En visitant l’Asie Mineure, j’étais préoccupé de ces exigences nouvelles qui s’imposent à la Turquie comme à l’Europe. De précédens voyages à travers les montagnes glacées de la Sibérie et de la frontière de Chine m’avaient déjà montré ce que l’activité humaine bien dirigée peut arracher de richesses au sol en apparence le plus ingrat. J’avais hâte de contempler cette lutte de l’homme contre la nature en de plus doux climats, et, à peine revenu de l’Altaï[1], je me dirigeai vers le Taurus. La péninsule anatolique offrait à mes explorations un vaste et curieux théâtre : mon attente ne fut pas trompée.
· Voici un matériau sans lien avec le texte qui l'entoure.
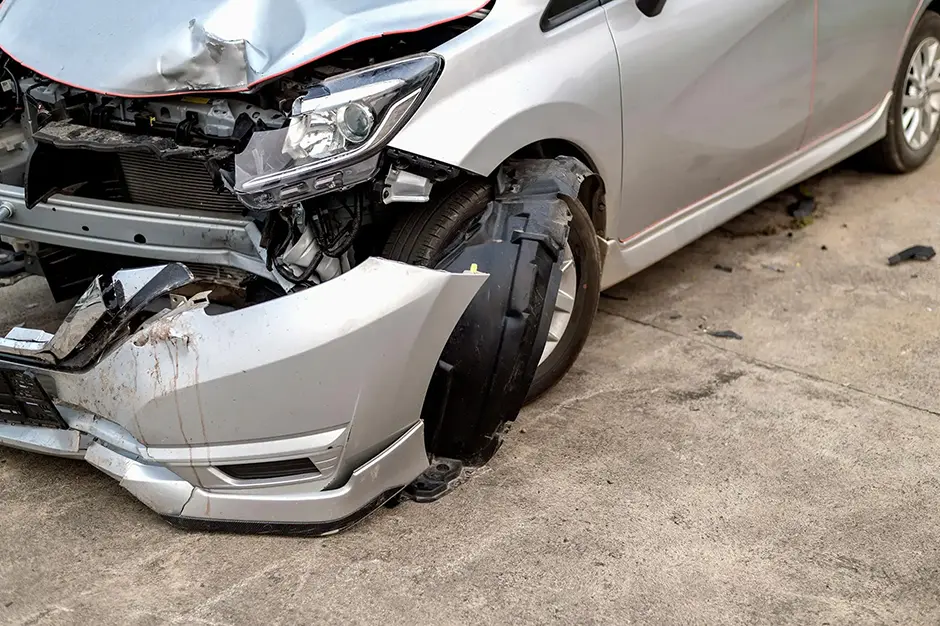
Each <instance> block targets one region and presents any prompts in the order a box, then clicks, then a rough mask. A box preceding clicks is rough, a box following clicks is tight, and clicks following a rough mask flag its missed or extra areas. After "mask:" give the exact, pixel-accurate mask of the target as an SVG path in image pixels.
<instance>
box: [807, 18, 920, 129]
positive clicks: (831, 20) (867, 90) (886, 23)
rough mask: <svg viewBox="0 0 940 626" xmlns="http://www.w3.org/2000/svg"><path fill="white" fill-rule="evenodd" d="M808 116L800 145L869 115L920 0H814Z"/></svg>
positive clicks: (896, 64) (904, 41)
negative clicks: (807, 128)
mask: <svg viewBox="0 0 940 626" xmlns="http://www.w3.org/2000/svg"><path fill="white" fill-rule="evenodd" d="M817 2H818V12H819V18H818V24H817V32H818V43H817V51H816V59H817V63H816V83H815V94H814V98H813V114H812V117H811V119H810V123H809V127H808V129H807V132H806V136H805V139H804V143H812V142H813V141H815V140H817V139H818V138H819V137H822V136H825V135H827V134H829V133H831V132H834V131H835V130H837V129H839V128H841V127H842V126H845V125H846V124H850V123H851V122H853V121H855V120H858V119H859V118H861V117H863V116H865V115H866V114H868V113H870V112H871V111H872V110H873V109H875V108H876V107H877V106H878V105H879V104H881V101H882V100H883V99H884V97H885V94H886V93H888V92H889V91H891V88H892V84H893V82H894V77H895V75H896V72H897V69H898V63H899V60H900V55H901V52H902V49H903V47H904V46H905V45H906V43H907V37H906V36H905V33H907V32H908V26H909V25H910V24H911V23H912V17H913V16H914V13H915V11H916V10H917V9H918V7H919V6H921V5H922V4H923V0H817Z"/></svg>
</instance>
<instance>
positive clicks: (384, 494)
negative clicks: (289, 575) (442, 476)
mask: <svg viewBox="0 0 940 626" xmlns="http://www.w3.org/2000/svg"><path fill="white" fill-rule="evenodd" d="M403 489H404V486H402V487H396V488H395V489H389V490H388V491H386V492H384V493H383V494H382V495H380V496H379V497H377V498H375V499H374V500H372V501H371V502H369V503H368V504H367V505H366V506H364V507H362V508H361V509H359V510H358V511H356V512H355V513H353V514H352V515H350V516H348V517H344V518H342V519H338V520H334V521H332V522H317V523H308V522H286V523H281V522H245V521H238V520H207V519H200V518H195V517H182V516H173V515H163V516H161V517H163V519H164V520H165V521H166V522H168V523H169V524H170V525H171V526H176V527H177V528H181V529H183V530H191V531H197V532H223V533H237V534H247V535H285V536H290V537H323V536H324V535H332V534H334V533H338V532H340V531H343V530H346V529H347V528H350V527H351V526H354V525H355V524H358V523H359V522H361V521H362V520H364V519H365V518H366V517H368V516H369V515H370V514H371V513H373V512H374V511H375V510H377V509H378V508H379V507H381V506H382V505H383V504H386V503H387V502H389V501H390V500H391V499H392V498H394V497H395V496H397V495H398V494H399V493H401V491H402V490H403Z"/></svg>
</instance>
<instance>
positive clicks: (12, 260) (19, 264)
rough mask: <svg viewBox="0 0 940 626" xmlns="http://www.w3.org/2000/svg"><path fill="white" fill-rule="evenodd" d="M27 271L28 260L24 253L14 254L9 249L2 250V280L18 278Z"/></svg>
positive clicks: (0, 252) (0, 261)
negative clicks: (19, 274) (14, 277)
mask: <svg viewBox="0 0 940 626" xmlns="http://www.w3.org/2000/svg"><path fill="white" fill-rule="evenodd" d="M25 270H26V260H25V258H24V254H23V253H22V252H14V251H13V250H12V249H7V247H5V246H4V247H2V248H0V278H9V277H11V276H16V275H17V274H20V273H21V272H24V271H25Z"/></svg>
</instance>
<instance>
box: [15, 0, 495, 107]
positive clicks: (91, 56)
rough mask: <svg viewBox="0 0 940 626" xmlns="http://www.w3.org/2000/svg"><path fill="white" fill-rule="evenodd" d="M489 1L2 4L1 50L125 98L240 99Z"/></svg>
mask: <svg viewBox="0 0 940 626" xmlns="http://www.w3.org/2000/svg"><path fill="white" fill-rule="evenodd" d="M487 4H489V2H488V0H202V1H201V2H199V3H193V2H192V1H191V0H163V1H162V2H159V3H147V4H137V3H131V4H128V3H127V2H126V1H125V0H2V2H0V50H3V51H4V52H5V53H7V54H8V55H9V56H10V57H11V58H12V59H13V60H15V61H16V62H18V63H19V64H20V65H23V66H24V67H26V68H28V69H30V70H32V71H34V72H36V73H38V74H41V75H42V76H45V77H47V78H50V79H52V80H54V81H56V82H59V83H62V84H64V85H68V86H71V87H75V88H78V89H84V90H87V91H94V92H98V93H102V94H106V95H112V96H121V97H129V98H135V97H161V96H172V95H176V94H182V93H200V92H213V93H236V92H242V91H247V90H250V89H251V88H253V87H255V86H257V85H259V84H261V83H263V82H265V81H268V80H271V79H272V78H276V77H278V76H280V75H283V74H286V73H288V72H291V71H293V70H296V69H298V68H299V67H302V66H304V65H306V64H308V63H311V62H312V61H315V60H317V59H319V58H322V57H324V56H327V55H329V54H332V53H334V52H337V51H340V50H342V49H344V48H348V47H349V46H352V45H354V44H356V43H360V42H363V41H367V40H370V39H376V38H379V37H382V36H387V35H395V34H402V33H408V32H416V31H420V30H424V29H426V28H429V27H432V26H437V25H440V24H444V23H447V22H450V21H454V20H457V19H460V18H463V17H467V16H468V15H471V14H473V13H475V12H477V11H479V10H480V9H482V8H484V7H485V6H486V5H487Z"/></svg>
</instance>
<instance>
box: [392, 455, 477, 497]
mask: <svg viewBox="0 0 940 626" xmlns="http://www.w3.org/2000/svg"><path fill="white" fill-rule="evenodd" d="M462 472H463V463H461V462H460V461H458V460H457V459H445V458H441V457H437V458H434V459H431V466H430V467H428V469H426V470H424V472H423V473H422V474H421V475H420V476H418V477H417V478H416V479H415V480H414V482H413V483H411V484H410V485H409V486H408V488H407V489H406V490H405V491H406V492H407V494H408V495H409V496H410V497H411V498H412V499H413V500H414V501H415V502H434V501H435V500H439V499H441V498H442V497H444V496H445V495H446V494H448V493H450V492H451V491H452V490H453V488H454V487H455V486H456V482H457V479H458V478H460V474H461V473H462Z"/></svg>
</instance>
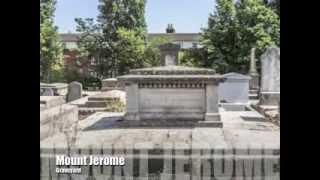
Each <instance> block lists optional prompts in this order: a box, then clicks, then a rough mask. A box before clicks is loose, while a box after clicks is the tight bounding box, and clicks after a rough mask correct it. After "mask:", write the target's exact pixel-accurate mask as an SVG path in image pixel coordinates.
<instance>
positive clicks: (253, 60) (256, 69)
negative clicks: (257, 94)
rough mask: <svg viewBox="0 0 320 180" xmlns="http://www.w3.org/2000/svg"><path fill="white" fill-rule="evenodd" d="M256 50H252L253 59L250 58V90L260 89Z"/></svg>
mask: <svg viewBox="0 0 320 180" xmlns="http://www.w3.org/2000/svg"><path fill="white" fill-rule="evenodd" d="M255 51H256V48H252V49H251V58H250V71H249V74H250V76H251V80H250V83H249V85H250V89H252V90H253V89H255V90H257V89H259V74H258V71H257V67H256V58H255Z"/></svg>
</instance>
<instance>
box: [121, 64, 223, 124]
mask: <svg viewBox="0 0 320 180" xmlns="http://www.w3.org/2000/svg"><path fill="white" fill-rule="evenodd" d="M222 79H223V77H222V76H221V75H217V74H216V73H215V71H214V70H212V69H200V68H190V67H183V66H171V65H168V66H160V67H153V68H145V69H135V70H131V71H130V74H129V75H125V76H121V77H118V80H119V81H121V82H124V83H125V87H126V98H127V109H126V114H125V117H124V118H125V120H129V121H132V120H136V121H139V120H154V121H157V120H159V121H160V120H169V121H173V120H193V121H197V122H198V121H200V122H201V123H199V124H201V125H203V123H208V124H209V125H213V126H215V127H216V126H218V127H221V126H222V123H221V121H220V114H219V110H218V84H219V83H220V81H221V80H222ZM208 124H206V125H204V126H207V125H208Z"/></svg>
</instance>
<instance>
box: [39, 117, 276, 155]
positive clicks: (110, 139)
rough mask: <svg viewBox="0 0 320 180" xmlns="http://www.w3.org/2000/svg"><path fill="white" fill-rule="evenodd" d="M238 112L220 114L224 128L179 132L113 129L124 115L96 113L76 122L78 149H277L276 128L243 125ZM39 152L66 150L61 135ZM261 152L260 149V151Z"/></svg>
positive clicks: (223, 126)
mask: <svg viewBox="0 0 320 180" xmlns="http://www.w3.org/2000/svg"><path fill="white" fill-rule="evenodd" d="M240 115H241V112H231V111H229V112H228V111H225V112H221V120H222V122H223V128H205V127H201V128H198V127H184V128H183V127H179V128H175V127H172V128H161V127H160V128H149V127H148V128H141V127H140V128H138V127H130V128H115V127H112V123H114V122H115V121H117V120H119V119H121V117H122V116H123V113H106V112H99V113H95V114H93V115H91V116H89V117H88V118H86V119H84V120H82V121H80V122H79V134H78V137H77V143H76V144H77V147H78V148H87V147H88V146H92V147H101V145H107V146H109V147H111V146H112V144H118V145H119V144H120V146H122V147H127V148H129V147H131V146H132V145H134V144H140V145H141V146H144V145H145V146H146V147H149V148H150V149H152V148H155V147H158V146H162V145H163V144H164V143H168V142H174V143H181V142H184V143H186V144H187V145H188V144H189V145H191V144H190V143H191V142H192V143H194V144H201V143H202V144H207V145H208V144H209V145H210V146H211V147H212V146H215V147H216V146H222V147H224V148H243V147H248V145H255V146H256V147H260V146H262V145H263V146H264V147H265V148H268V147H270V148H276V149H279V144H280V131H279V127H277V126H276V125H274V124H272V123H270V122H253V121H244V120H243V119H242V118H241V116H240ZM40 143H41V147H42V148H50V147H52V146H53V144H55V146H56V147H61V148H63V147H66V143H65V141H64V139H63V135H59V134H57V135H56V136H54V137H51V138H47V139H45V140H43V141H41V142H40ZM260 148H261V147H260Z"/></svg>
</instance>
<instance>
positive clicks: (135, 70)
mask: <svg viewBox="0 0 320 180" xmlns="http://www.w3.org/2000/svg"><path fill="white" fill-rule="evenodd" d="M117 79H118V80H119V81H139V82H140V81H166V82H167V81H186V82H194V81H202V82H221V81H223V80H224V79H225V78H224V77H223V76H222V75H220V74H216V72H215V70H213V69H205V68H193V67H185V66H159V67H151V68H143V69H133V70H131V71H130V74H128V75H124V76H120V77H118V78H117Z"/></svg>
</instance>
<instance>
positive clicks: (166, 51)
mask: <svg viewBox="0 0 320 180" xmlns="http://www.w3.org/2000/svg"><path fill="white" fill-rule="evenodd" d="M159 49H160V62H161V66H175V65H177V64H178V54H179V50H180V45H178V44H172V43H167V44H163V45H160V46H159Z"/></svg>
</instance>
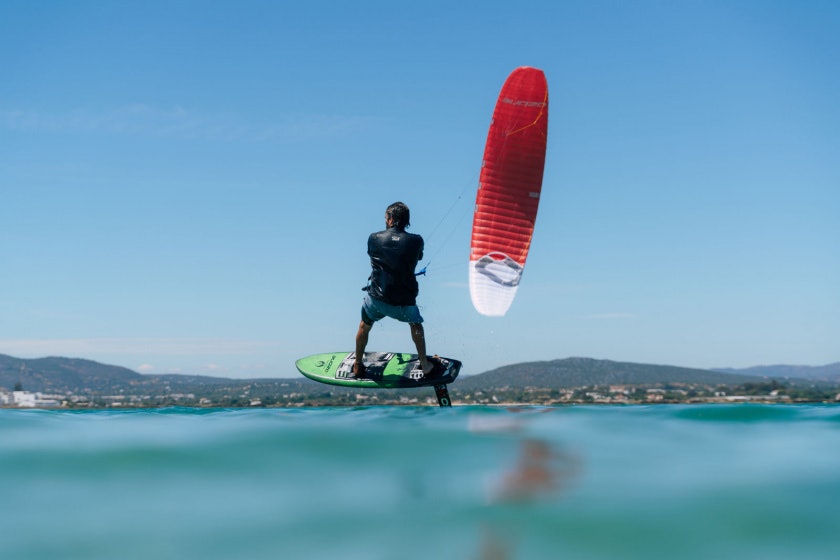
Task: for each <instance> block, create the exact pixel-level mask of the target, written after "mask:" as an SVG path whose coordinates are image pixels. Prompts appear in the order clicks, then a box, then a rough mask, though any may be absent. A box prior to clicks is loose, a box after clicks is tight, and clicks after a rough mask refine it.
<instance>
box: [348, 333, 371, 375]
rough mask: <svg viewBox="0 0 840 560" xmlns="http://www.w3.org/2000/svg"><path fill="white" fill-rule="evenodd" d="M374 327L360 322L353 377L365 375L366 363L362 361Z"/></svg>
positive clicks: (353, 369)
mask: <svg viewBox="0 0 840 560" xmlns="http://www.w3.org/2000/svg"><path fill="white" fill-rule="evenodd" d="M371 328H373V325H368V324H367V323H365V322H364V321H359V330H358V331H356V361H355V362H354V363H353V375H355V376H356V377H359V376H360V375H363V374H364V373H365V363H364V362H363V361H362V359H363V358H364V356H365V348H367V341H368V335H369V334H370V329H371Z"/></svg>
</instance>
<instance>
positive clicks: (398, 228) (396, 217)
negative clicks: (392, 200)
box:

Durant trois années de séjour en Anatolie, je n’ai pas seulement admiré dans ses aspects les plus variés la nature orientale, j’ai pu aussi observer à loisir la population qui vit sur ce sol privilégié, et la situation de l’Asie Mineure sous le gouvernement d’Abdul-Medjid m’a donné une idée de la situation générale de l’empire ottoman. Un sol fertile et privé de culture, une population insouciante, quoique pleine d’intelligence, une administration qui ne peut faire prévaloir les intérêts du présent qu’à la condition de lutter sans cesse contre les traditions du passé, voilà ce que j’ai retrouvé trop souvent en Asie Mineure, voilà ce qui se retrouve, je le crains bien, dans toute la Turquie.


I

Sous le nom d’Asie Mineure, les géographes désignent la vaste péninsule qui sépare la Méditerranée du bassin de la mer Noire. La limite orientale de cette péninsule pourrait être marquée par une ligne obliquement tirée de Trébisonde au golfe d’Alexandrette. Le territoire compris entre cette ligne et l’archipel grec égale en étendue toute la France : il est divisé en onze eyalet ou vice-royautés. Cette division a confondu et effacé presque partout les limites des petits états dont le nom revient si souvent dans les anciennes annales de la Grèce et de l’Italie. — Ainsi l’eyalet de Trébisonde comprend une partie de l’Arménie Mineure, du Pont et de la Colchide. — Celui de Kastemouni se compose d’une partie de la Bithynie et de la Paphlagonie. — Sous le nom de Kudavenguiar est désignée aujourd’hui une partie de la Phrygie, de la Bithynie et de la Mysie. — L’ancienne Troade est devenue l’eyalet de Biga ; la Galatie, celui d’Angora. — Une partie de la Mysie, de la Lydie, de l’Ionie, forme la vice-royauté de Saroukhan. – L’eyalet d’Aïdin renferme une partie de la Lydie, de la Phrygie et de la Carie ; — celui de Karaman, une partie de la Pisidie, la Lycie, la

  1. Voyez, sur le voyage dans l’Altaï, la Revue des Deux Mondes du 15 juillet 1845.